Transfer data from the old cluster to the new one

Use the scp commands to copy files over. For example, I can use the following commands to copy a whole directory over. If the file sizes are large, you can also submit a job for file transferring.

#!/bin/bash
#SBATCH --partition=day-long-cpu
scp -r hwu30@hpc4.sph.emory.edu:SourceDir TargetDir 

In order for this to run succesfully, you also need to setup the password-less login between the new and old cluster (adding the id_rsa.pub line in the new cluster to the authorized_keys file in the old cluster). Otherwise, the system will prompt for password, and the submitted job cannot run.

This is also a good opportunity to reorganize your files.

The job scheduler on the new cluster

The new clusters uses SLURM as job scheduler, instead of Sun Grid Engine (SGE) on the old clusters. A few basic SGE commands and and their corresponding SLURM commands are

qsub – sbatch
qstat – squeue
qdel – scancel
qlogin – srun --pty bash

For a more comprehensive list, please see this SGE to SLURM conversion page.

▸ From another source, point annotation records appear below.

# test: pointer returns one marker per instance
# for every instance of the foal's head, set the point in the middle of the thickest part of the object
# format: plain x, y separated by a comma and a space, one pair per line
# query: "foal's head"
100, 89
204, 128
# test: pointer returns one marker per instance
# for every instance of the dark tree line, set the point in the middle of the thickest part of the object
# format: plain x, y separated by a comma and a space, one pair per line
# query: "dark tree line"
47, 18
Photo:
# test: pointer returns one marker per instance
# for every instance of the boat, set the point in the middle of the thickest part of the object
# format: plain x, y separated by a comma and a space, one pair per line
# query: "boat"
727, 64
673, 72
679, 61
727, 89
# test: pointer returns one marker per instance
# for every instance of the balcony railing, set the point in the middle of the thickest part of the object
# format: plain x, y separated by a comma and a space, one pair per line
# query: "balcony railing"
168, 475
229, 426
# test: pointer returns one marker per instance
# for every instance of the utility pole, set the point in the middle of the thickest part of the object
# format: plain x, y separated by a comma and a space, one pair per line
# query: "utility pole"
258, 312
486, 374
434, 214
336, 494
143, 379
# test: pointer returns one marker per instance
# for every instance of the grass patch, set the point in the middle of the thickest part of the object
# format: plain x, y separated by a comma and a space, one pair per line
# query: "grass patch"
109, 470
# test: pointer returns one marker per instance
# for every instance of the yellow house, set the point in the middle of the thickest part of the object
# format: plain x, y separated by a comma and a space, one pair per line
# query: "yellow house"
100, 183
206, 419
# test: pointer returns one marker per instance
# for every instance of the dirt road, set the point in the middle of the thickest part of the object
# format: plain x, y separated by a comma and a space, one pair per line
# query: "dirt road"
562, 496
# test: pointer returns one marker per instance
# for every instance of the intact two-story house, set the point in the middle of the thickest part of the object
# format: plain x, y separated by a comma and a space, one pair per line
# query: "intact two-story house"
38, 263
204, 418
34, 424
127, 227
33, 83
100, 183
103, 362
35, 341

Environment for bioinformatics group members

We have a group compbio created for all members in the bioinformatics group. If you belong to this group you’ll have access to some data and software.

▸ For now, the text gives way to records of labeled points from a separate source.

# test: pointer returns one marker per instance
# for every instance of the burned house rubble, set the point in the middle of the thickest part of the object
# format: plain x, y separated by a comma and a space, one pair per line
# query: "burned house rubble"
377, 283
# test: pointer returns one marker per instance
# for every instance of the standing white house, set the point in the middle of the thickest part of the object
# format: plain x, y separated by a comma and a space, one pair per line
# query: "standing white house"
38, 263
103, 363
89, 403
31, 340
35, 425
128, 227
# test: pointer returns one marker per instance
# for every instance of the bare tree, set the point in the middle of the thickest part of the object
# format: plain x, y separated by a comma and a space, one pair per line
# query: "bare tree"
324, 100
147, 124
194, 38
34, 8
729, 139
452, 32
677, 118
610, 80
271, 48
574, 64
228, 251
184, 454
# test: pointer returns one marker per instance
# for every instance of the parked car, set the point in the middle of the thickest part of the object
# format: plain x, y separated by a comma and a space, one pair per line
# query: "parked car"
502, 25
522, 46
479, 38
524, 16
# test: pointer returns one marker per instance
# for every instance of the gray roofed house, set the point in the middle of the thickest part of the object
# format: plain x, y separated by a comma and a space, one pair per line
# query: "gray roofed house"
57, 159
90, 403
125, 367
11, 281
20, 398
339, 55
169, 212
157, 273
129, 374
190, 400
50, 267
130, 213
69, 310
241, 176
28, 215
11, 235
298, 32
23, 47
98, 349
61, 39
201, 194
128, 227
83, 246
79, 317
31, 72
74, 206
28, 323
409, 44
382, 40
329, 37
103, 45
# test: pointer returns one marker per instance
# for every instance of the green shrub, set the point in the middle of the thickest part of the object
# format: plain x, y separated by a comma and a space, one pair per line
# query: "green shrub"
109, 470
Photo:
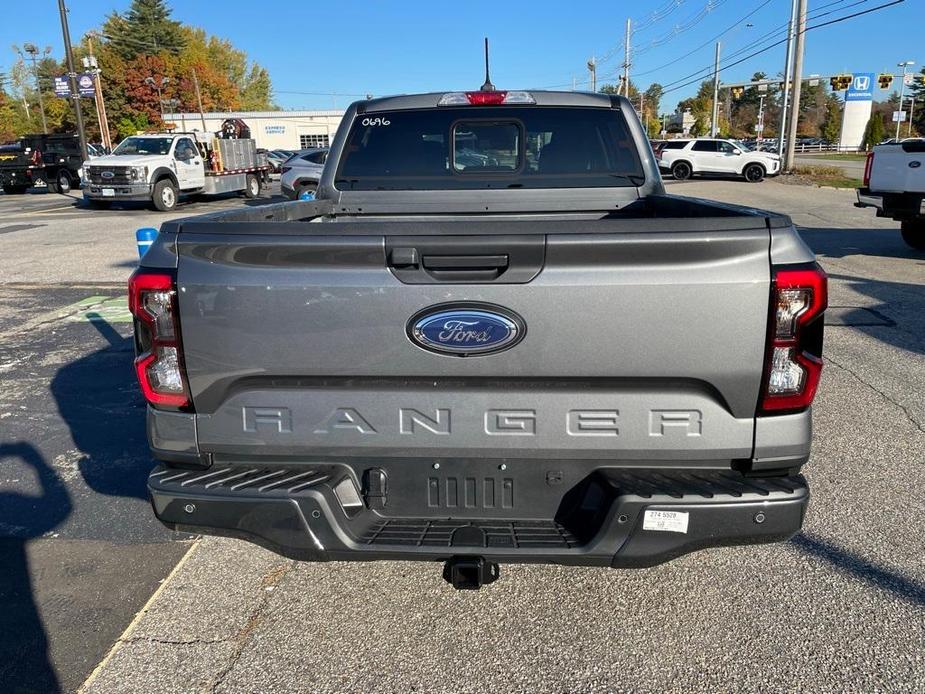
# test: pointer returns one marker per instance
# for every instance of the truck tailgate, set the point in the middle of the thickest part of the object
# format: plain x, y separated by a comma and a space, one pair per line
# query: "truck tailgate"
638, 346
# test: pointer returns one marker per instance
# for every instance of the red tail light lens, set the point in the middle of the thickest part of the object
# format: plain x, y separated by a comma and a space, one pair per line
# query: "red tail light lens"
868, 165
152, 299
793, 362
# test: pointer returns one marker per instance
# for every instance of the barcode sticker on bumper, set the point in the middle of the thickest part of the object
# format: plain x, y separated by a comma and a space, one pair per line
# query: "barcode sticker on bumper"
666, 521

Do groups userid to check your group membership. For example, I can see my group memberships:

[hwu30@hpc4 ~]$ groups hwu30
hwu30 : hpcusers compbio

So I belong to following groups: hpcusers compbio. By default, all users in the compbio group should be able to see each other’s file (have read permission, but not write permission).

Disk space

We currently have around 150T storage, under the /projects mount. Useful commands for checking disk usage are
- df -h: report disk space usage
- du -h --max-depth=1: report file space usage

The disk space is not as limited as before, but all members still need to be careful in managing the disk usage.

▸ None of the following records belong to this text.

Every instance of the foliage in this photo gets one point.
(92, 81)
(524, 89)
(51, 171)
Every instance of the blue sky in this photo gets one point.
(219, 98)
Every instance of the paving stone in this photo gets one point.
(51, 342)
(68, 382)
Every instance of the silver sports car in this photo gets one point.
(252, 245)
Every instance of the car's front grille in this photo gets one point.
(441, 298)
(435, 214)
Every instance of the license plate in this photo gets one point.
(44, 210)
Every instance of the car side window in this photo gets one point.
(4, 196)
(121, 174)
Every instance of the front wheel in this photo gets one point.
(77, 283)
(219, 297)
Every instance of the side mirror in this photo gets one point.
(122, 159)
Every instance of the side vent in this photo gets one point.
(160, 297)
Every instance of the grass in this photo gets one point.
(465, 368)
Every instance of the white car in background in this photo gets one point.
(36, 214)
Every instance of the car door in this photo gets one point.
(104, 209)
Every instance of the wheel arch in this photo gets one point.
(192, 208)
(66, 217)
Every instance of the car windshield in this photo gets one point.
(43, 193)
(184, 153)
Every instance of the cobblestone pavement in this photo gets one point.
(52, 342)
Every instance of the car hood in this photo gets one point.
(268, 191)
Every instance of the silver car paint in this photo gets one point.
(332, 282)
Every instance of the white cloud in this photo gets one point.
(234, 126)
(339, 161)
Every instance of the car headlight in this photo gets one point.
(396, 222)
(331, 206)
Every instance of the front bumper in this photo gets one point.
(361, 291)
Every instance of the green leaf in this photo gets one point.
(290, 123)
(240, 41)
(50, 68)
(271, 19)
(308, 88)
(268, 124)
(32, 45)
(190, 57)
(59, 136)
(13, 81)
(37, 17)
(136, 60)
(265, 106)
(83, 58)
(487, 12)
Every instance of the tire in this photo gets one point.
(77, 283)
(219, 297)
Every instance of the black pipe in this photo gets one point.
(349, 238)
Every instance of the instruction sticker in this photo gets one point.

Setup your working directories

All group users should setup their own working directory under /projects/compbio/users. For example, my directory is /projects/compbio/users/hwu30.
You can create a symbolic link in your home directory by running the following command (in your home directory):
```
ln -s  /projects/compbio/users/hwu30 projects
```
It creates a directory project in my home, which is in fact /projects/compbio/users/hwu30.
Try to be organized in managing your projects. Create directories and sub-directories.

Shared resources

We have shared software/libraries/data mostly located at /projects/compbio. In particular:

/projects/compbio/bin has a number of often-used binary software tools for genetic/genomic data analysis. You can add following line to your .bash_profile (in the home directory), so that the software installed here can be accessed from anywhere.
```
  PATH=$PATH:/projects/compbio/bin
```
/projects/compbio/data has some useful shared data, including index files for alignment, reference genomes, etc.

Using R

As of September 2020, The latest R (version 4.0) and Bioconductor (version 3.11) are installed.
Note that R cannot run on the head node directly. You must first run module load R to load the R module, and then run R. Read the HPC Getting Started Guide for details.
The R library directory for the group is at projects/compbio/Rlib. You need to setup R libraray directory by adding the following line in your .Rprofile file. Note: it’s a hidden text file in your home directory. If you don’t have it, just create one:

.libPaths( c("projects/compbio/Rlib", .libPaths()) )

After this, run .libPaths() in R to make sure you have the correct path.
To submit an R job to the scheduler, you need to create a .sh and put in some commands. The description in the guide is not accurate. The shell script should look like (assuming you want to submit run.R):
```
  #!/bin/bash
  #SBATCH --job-name=run.R
  #SBATCH --partition=day-long-cpu
  module purge
  module load R
  srun R CMD BATCH --no-save run.R
```
Assume the script is called runR.sh, use sbatch runR.sh to submit the job. You can use squeue to view the job status.